Three-dimensional electric-field vector resistivity imaging for deep subsurface fractures network in heterogeneous crystalline rocks

Abstract

SUMMARY Crystalline rocks, exposed in different parts of the world and over about one-third of India, have complex aquifer systems, which pose a challenge to mapping groundwater dynamics. Electrical resistivity tomography in quasi-3-D and electrical logging of some borewells carried out in an experimental ‘hydrogeological park’ in southern India, which has numerous boreholes and other geophysical information for validation, were unable to map the existence of deeper bedrock fractures and their connectivity. We have attempted electric-field vector resistivity imaging (EVRI), a new tool, to resolve the possible fracture-induced deep interconnectivity in a hard rock aquifer system.

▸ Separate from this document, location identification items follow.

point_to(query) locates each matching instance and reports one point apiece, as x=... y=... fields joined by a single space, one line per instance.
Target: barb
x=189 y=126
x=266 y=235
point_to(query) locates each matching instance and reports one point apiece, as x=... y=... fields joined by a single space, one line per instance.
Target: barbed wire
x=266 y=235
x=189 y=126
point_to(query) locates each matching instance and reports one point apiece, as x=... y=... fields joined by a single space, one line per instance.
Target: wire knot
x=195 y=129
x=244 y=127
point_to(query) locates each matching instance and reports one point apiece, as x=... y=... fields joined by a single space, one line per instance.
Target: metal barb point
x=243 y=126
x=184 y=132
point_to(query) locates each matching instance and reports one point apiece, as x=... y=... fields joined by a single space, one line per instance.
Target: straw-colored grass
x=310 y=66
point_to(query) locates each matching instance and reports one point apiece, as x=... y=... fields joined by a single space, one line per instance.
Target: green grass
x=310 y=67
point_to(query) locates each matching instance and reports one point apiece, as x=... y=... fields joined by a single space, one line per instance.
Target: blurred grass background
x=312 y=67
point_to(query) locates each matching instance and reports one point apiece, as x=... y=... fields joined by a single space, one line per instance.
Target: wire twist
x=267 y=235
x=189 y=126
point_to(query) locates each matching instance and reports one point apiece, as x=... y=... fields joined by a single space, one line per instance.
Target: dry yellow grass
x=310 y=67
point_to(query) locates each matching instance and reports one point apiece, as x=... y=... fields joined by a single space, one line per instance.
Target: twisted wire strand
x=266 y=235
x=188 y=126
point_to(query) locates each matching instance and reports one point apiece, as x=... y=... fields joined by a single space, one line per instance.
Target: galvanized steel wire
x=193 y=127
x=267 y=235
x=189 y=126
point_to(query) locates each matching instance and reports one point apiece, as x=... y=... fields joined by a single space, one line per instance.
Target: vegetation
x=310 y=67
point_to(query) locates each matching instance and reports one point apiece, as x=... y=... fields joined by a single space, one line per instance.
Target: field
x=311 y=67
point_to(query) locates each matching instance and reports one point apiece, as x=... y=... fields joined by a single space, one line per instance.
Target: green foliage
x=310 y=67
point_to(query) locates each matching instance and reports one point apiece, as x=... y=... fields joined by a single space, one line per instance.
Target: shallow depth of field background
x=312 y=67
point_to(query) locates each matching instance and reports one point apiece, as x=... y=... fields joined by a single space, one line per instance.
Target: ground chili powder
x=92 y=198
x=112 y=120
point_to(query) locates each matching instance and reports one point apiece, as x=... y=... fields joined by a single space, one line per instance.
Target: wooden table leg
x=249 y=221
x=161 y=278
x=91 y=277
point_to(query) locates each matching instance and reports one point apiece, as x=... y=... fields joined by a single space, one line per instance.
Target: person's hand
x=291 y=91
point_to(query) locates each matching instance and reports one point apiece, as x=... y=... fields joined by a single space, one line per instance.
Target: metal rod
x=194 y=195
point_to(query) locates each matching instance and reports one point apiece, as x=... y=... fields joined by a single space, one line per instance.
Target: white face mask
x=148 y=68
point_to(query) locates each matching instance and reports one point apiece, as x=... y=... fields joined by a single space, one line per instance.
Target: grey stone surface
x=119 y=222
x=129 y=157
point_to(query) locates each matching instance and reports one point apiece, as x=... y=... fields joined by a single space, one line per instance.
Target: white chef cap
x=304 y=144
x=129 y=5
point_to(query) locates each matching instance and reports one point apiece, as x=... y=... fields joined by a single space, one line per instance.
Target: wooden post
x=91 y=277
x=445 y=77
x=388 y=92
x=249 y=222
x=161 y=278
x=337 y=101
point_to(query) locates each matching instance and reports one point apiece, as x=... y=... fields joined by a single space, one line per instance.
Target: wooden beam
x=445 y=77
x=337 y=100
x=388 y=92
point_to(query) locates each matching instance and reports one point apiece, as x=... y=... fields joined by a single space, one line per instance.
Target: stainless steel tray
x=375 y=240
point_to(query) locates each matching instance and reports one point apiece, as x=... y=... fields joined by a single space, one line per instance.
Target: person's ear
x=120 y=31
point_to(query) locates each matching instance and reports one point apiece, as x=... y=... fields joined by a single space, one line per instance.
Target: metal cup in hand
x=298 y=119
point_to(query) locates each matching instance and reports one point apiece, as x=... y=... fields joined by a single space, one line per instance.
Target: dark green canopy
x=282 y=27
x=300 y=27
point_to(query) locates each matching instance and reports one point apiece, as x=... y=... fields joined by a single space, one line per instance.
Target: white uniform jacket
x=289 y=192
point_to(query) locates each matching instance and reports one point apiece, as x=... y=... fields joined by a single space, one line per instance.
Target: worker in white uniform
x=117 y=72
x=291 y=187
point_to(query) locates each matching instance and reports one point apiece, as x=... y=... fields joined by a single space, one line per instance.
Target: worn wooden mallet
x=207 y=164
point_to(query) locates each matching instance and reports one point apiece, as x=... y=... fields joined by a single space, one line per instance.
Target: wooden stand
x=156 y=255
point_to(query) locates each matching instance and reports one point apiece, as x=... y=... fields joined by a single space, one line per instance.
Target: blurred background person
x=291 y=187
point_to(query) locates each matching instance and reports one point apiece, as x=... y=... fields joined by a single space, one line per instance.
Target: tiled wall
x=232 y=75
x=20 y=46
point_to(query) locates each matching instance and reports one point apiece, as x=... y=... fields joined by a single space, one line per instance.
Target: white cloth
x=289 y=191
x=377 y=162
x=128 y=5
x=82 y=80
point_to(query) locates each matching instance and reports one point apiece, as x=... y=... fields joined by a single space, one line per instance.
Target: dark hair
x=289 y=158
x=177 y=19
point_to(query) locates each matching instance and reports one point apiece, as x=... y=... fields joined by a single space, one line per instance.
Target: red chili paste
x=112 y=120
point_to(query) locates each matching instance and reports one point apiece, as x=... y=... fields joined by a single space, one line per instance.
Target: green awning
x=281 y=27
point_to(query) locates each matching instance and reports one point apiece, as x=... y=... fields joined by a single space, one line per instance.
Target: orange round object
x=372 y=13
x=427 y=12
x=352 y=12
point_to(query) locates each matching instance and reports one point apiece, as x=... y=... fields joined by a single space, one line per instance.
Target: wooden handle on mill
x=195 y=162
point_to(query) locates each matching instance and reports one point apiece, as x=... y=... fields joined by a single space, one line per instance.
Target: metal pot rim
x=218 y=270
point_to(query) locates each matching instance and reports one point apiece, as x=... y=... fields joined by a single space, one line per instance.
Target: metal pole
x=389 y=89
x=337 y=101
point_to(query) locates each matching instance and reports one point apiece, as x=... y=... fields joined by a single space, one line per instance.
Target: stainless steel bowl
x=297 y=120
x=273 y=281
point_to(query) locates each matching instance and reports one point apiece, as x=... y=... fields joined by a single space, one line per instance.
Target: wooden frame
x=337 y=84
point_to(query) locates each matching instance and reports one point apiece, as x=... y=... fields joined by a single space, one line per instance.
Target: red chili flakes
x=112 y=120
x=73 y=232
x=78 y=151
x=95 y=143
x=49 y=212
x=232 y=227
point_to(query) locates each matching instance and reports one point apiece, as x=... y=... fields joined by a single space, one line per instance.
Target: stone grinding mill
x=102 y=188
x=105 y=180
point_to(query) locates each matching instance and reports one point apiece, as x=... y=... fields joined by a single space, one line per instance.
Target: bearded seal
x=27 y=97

In the experiment, multiple two-orthonormal-channels independent receiver nodes for potential measurements are deployed and illuminated with several current injections between ∼ 0.9–3.7 A in full 3-D fashion, which allowed for improved mapping of resistivity variation than earlier approaches. The EVRI-derived full 3-D model shows the presence of fractures for depths between 20 and 70 m with substantial resistivity variations, supported by some borewells hydraulic investigations. It has also enhanced lateral resolution for depths > 30 m and almost doubled the depth of investigation than earlier electrical models. EVRI results revealed unweathered/unfractured granitic rock with no significant signature of fractures beyond 70 m depth that corroborates with existing borehole logs and hydrogeological conceptual model. Therefore, this study demonstrates the potential of EVRI for 3-D mapping of heterogeneous crystalline rocks, which would greatly help in groundwater management.